St edmund was the king of East Anglia, he was martyred by the Danes Hoxne, Suffolk on 20th November 870. After the conversion of the Danes to Christianity in the 11th century, the martyr’s body was taken by King Cnut to the Abbey of Bury St.Edmunds. The Abbey was built in expiation of the martyrdom and many churches built by the Danes were dedicated to Edmund.
The ending of ‘by’ of the village name indicates a danish settlement and that they probably built a church of wood and plaster, dedicated to their favourite Saint. The church was likely rebuilt in stone by the Normans in the 1100’s and the first recorded priest was named Richard dating from 1179.
The earliest remaining part of the church is from this period and can be seen in the eastern part of the church. There is the remains of a Norman doorway in the south porch which is now used a a vestry. The font is also from this period.
The Nave has four arches on the south side with circular pillars dating from the 14th century. Traces of blue and red colouring show that at one time they were painted, possibly with figures of saints. The three large Perpendicular windows are from the same date. At the entrance to the church there are 2 more fonts used as flower beds. One on the left is Norman from Haughton Chapel and what is said to be the original Saxon/Danish font is on the right.
Figures on the bracket opposite the door is of
st edmund dating from 1969. It replaced an earlier one that was stolen. The pulpit is from the early 17th century in the reign of King James.
The Chancel is likely Norman with thick walls and splayed windows. They were originally rounded and were later converted to pointed which can be seen when viewed from the church yard.Above the piscina is a small crowned head of St Edmund with remains of medieval colouring. A grotesque face supports the piscina. An amber cupboard in the north wall is thought to be the remains of a leper squint. The east window is in the early English style dating from the 13th century.

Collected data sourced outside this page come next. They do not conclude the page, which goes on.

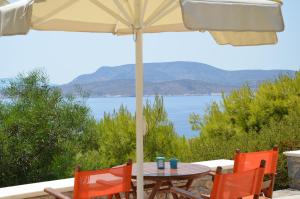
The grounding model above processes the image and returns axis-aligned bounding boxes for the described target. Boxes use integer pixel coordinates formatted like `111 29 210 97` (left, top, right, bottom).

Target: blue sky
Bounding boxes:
0 1 299 84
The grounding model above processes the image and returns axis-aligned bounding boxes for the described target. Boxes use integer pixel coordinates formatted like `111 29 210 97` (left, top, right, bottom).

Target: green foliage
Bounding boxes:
144 96 184 161
195 73 300 138
0 71 190 187
189 72 300 189
1 70 299 191
95 106 136 168
0 71 95 187
76 96 191 170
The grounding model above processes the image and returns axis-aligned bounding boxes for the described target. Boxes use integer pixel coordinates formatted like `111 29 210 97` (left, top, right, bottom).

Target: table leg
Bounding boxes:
178 179 194 199
166 181 179 199
167 179 194 199
148 180 163 199
131 181 137 199
185 179 194 190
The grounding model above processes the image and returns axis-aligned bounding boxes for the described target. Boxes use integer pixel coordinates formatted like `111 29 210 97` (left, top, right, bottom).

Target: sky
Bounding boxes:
0 1 299 84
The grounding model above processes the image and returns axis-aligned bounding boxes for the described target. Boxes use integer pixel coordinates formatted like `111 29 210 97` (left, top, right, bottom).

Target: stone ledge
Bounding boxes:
0 178 73 199
284 150 300 190
283 150 300 158
192 159 234 171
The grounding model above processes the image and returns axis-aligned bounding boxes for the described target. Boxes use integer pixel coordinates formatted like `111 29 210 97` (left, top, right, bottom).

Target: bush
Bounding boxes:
1 70 299 190
189 72 300 189
0 71 190 186
0 71 96 187
76 96 191 170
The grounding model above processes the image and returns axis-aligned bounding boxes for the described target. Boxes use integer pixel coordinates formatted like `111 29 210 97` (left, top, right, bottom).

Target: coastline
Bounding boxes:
81 93 224 98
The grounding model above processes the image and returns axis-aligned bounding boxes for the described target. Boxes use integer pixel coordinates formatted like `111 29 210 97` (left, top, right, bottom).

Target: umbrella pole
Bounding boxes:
135 28 144 199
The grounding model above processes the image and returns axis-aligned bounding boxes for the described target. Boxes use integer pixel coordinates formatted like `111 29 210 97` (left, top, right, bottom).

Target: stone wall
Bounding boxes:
287 156 300 190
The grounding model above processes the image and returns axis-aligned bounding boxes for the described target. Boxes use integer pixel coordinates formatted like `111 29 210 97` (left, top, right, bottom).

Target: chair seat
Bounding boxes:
96 173 123 186
201 194 269 199
243 196 269 199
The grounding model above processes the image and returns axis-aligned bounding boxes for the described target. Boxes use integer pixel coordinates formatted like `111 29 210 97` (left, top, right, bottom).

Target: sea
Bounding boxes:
86 95 222 138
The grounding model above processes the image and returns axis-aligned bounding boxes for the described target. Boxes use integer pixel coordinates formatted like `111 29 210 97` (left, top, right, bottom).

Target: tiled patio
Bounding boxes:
273 189 300 199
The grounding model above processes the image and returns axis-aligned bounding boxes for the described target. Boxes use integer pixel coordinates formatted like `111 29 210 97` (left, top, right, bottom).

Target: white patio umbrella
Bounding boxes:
0 0 284 198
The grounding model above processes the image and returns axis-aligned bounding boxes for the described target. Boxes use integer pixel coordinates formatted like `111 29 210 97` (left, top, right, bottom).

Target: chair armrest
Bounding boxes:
170 187 203 199
201 194 211 199
208 171 216 182
44 188 71 199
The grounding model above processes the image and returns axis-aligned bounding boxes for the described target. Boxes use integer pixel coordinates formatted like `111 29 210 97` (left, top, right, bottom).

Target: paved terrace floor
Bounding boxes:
274 189 300 199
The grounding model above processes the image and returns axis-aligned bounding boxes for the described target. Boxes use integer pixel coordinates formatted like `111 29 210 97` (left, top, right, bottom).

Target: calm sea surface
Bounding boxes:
86 95 222 138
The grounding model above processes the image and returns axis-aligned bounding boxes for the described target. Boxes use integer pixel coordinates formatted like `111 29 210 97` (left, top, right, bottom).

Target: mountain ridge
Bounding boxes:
61 61 295 97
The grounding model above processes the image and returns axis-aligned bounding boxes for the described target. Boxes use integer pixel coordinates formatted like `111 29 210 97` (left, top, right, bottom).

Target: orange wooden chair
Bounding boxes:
44 161 132 199
170 160 266 199
234 146 279 198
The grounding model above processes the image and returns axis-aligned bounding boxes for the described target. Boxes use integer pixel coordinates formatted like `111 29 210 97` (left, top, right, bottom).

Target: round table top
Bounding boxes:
132 162 210 181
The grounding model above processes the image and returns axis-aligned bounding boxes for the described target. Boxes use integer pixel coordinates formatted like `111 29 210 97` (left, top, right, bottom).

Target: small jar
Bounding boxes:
156 157 165 169
170 158 178 169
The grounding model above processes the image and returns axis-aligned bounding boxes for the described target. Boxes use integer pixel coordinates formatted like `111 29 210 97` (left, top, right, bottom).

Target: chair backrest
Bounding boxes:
73 161 132 199
233 146 278 175
210 160 266 199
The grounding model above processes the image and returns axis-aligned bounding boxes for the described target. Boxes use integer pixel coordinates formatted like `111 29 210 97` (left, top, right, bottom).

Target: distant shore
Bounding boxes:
74 93 224 98
1 93 224 99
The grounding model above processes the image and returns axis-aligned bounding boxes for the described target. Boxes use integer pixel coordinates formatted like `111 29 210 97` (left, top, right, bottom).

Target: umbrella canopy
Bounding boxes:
1 0 284 45
0 0 33 36
0 0 285 198
30 0 284 45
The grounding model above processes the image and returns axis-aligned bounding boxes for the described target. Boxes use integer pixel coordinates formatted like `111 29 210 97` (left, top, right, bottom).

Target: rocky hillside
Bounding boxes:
60 61 295 96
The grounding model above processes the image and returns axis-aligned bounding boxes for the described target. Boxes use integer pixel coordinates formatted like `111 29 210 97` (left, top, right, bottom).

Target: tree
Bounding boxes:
76 96 191 170
144 96 184 161
0 70 95 187
191 72 300 138
189 72 300 189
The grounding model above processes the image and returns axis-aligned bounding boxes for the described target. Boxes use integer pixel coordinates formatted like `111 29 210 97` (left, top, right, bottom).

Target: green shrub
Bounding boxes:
189 72 300 189
76 96 191 170
0 71 95 187
1 70 299 191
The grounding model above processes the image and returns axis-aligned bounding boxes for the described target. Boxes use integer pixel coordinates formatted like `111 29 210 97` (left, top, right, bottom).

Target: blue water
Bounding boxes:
86 95 222 138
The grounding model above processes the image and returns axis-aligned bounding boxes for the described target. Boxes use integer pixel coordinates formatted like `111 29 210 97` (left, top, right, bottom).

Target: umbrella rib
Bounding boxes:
144 1 179 28
114 21 119 34
134 0 142 27
113 0 134 25
124 0 134 21
89 0 131 27
141 0 148 23
144 0 175 26
32 0 78 25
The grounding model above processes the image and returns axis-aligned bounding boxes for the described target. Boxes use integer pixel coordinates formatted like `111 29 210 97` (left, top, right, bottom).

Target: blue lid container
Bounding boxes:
156 157 165 169
170 158 178 169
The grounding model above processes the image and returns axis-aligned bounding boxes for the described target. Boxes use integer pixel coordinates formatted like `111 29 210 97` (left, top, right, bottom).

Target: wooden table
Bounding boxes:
131 162 210 199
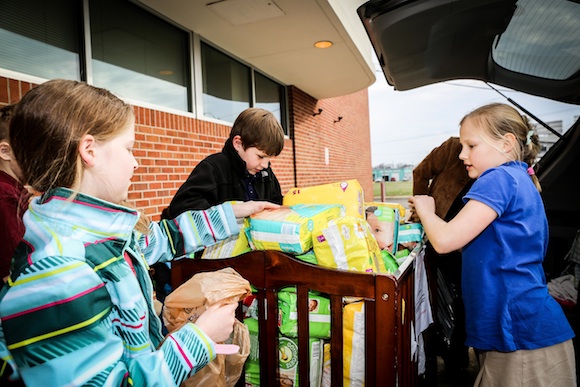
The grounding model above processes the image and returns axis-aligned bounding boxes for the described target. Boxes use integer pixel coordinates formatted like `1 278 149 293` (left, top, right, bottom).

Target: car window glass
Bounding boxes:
492 0 580 80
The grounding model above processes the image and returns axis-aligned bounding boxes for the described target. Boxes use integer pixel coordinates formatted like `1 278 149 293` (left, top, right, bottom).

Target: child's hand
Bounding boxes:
408 195 435 220
195 302 238 343
232 201 280 218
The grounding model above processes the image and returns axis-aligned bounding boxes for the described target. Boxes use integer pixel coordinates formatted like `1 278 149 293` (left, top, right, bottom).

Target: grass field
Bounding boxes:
373 180 413 197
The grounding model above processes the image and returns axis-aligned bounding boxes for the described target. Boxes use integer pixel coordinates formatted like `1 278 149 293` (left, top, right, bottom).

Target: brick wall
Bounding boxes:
1 75 373 220
288 86 374 200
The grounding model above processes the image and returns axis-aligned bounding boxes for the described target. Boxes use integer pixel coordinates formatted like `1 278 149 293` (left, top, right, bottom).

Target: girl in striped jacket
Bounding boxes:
0 79 278 386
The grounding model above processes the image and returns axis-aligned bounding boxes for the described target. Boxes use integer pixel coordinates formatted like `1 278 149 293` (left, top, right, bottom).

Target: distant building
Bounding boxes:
373 166 413 182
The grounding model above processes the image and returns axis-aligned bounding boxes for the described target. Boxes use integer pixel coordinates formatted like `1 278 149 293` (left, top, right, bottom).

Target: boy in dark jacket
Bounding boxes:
156 108 285 301
162 107 285 219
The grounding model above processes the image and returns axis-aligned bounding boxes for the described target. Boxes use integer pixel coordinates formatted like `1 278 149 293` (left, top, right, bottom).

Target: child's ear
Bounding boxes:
502 133 517 153
78 134 97 167
0 141 13 161
232 135 244 151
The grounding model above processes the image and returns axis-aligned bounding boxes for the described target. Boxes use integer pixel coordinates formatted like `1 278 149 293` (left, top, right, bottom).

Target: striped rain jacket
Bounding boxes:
0 188 240 386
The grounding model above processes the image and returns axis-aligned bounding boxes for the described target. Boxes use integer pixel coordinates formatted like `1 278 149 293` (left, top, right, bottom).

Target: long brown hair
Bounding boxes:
10 79 134 193
10 79 151 233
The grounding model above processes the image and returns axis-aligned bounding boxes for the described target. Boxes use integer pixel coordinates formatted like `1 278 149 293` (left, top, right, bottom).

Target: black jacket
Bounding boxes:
161 139 283 219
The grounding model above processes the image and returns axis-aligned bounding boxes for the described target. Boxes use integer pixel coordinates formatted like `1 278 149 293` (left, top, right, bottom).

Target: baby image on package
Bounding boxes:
364 203 400 255
278 287 331 339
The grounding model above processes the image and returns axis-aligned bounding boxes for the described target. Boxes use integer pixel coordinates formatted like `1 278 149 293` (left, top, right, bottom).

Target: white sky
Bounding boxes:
368 72 580 167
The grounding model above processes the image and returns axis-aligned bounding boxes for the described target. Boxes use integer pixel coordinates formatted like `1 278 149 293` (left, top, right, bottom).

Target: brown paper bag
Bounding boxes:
162 267 252 387
182 319 250 387
163 267 252 332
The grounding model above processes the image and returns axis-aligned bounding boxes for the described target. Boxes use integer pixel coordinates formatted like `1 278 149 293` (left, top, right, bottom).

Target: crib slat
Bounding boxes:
264 288 279 386
330 294 343 386
296 286 311 386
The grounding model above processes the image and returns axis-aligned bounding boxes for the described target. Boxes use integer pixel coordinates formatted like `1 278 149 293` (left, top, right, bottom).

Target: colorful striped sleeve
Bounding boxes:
140 202 240 265
124 322 215 386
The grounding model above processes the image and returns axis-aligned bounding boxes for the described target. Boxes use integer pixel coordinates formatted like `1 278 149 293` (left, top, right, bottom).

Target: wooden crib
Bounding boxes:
171 249 421 386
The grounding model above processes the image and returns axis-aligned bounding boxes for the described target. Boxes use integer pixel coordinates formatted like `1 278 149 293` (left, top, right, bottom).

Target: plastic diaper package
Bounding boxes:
320 300 366 387
295 250 318 265
364 202 401 255
243 317 261 387
201 218 251 259
365 201 406 221
343 300 366 387
396 223 424 264
283 179 365 219
243 317 324 387
278 287 332 339
278 336 324 387
247 204 344 254
313 215 385 273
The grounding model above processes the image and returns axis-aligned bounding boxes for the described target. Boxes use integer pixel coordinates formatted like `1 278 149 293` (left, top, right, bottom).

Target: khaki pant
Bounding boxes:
474 340 576 387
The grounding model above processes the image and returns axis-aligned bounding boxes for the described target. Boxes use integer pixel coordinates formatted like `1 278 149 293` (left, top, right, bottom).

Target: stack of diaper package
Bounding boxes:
235 179 423 386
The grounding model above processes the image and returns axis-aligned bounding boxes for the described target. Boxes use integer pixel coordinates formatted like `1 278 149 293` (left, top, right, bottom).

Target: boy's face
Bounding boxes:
233 136 271 175
366 212 394 251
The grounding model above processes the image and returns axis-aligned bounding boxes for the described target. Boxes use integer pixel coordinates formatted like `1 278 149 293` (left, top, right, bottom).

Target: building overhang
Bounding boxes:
137 0 376 100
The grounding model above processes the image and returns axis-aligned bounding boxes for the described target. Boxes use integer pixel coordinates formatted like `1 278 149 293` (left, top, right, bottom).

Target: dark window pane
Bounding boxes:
90 0 189 111
255 72 287 135
201 42 251 122
0 0 81 80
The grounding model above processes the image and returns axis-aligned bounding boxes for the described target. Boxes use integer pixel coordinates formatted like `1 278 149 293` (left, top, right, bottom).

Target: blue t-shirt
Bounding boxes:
462 161 574 352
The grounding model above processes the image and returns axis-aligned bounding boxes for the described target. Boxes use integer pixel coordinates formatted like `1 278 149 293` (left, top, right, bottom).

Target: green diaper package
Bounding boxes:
278 287 331 339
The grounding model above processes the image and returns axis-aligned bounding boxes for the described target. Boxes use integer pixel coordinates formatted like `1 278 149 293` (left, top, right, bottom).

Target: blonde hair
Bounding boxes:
229 108 284 156
460 103 542 191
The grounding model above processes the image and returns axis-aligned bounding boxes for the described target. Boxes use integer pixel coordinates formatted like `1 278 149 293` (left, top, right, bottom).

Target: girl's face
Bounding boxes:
459 117 511 179
81 119 138 204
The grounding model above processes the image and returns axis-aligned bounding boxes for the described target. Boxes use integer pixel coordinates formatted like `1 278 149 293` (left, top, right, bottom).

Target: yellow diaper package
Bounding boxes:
247 204 344 254
201 218 251 259
283 179 365 219
343 300 366 387
313 216 385 273
320 301 366 387
365 201 406 222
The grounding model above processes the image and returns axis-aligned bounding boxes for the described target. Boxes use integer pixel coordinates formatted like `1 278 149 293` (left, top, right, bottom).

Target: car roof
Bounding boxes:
358 0 580 105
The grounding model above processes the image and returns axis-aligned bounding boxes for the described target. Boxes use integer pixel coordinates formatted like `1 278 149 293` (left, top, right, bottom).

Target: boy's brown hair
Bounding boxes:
229 107 284 156
0 104 13 142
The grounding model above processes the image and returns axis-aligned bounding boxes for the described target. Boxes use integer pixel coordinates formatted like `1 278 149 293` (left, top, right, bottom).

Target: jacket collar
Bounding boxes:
31 187 139 242
223 138 249 176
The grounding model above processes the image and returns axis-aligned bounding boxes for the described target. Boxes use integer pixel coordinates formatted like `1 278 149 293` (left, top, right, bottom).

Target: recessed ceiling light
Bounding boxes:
314 40 333 49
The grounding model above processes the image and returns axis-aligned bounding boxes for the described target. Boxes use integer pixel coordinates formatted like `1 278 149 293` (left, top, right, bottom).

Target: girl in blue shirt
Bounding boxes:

The organ chamber is modern from about 1890, but contains an early English lancet window coming from Haughton Chapel behind the organ. The screen dates from the 19th century whilst the rood figures were added in 1988.
The South Aisle was built in the 14th century and formed the Lady Chapel. In his will of 15th February 1391, Nicolas de Everingham from Laxton Castle, left 100 shillings to buy an alabaster stone to lay on his grave and that of his brother Alexander in the chapel. Nothing now remains of this. A figure of Our Lady & Christ Child stands to the left of the altar and dates from 1982. The bracket it stands on dates from before the reformation of Henry VIII and was done for this very purpose.
The eight oak benches are early 16th century, notice there are other modern oak pews of the same design. The effigy at the west end of the aisle is of Lady Elizabeth Stanhope and comes from Haughton Chapel. This chapel is now a ruin and was the private chapel of the Stabhopes who were resident at Haughton hall (demolished c.1800). The vicars of Walesby were also the rectors at Haughton from 1257.
The Tower has 2 stages of Perpendicular work from about 1520. There are 3 bells inside, two are modern and the third was set by George Oldfield of Nottingham in 1641. It carries the inscription of “God save the church”. The coat of arms on the south side exterior is probably of John Babington and Saunchia Stanhope, heiress of Haughton Hall. They were married around the time the tower was built.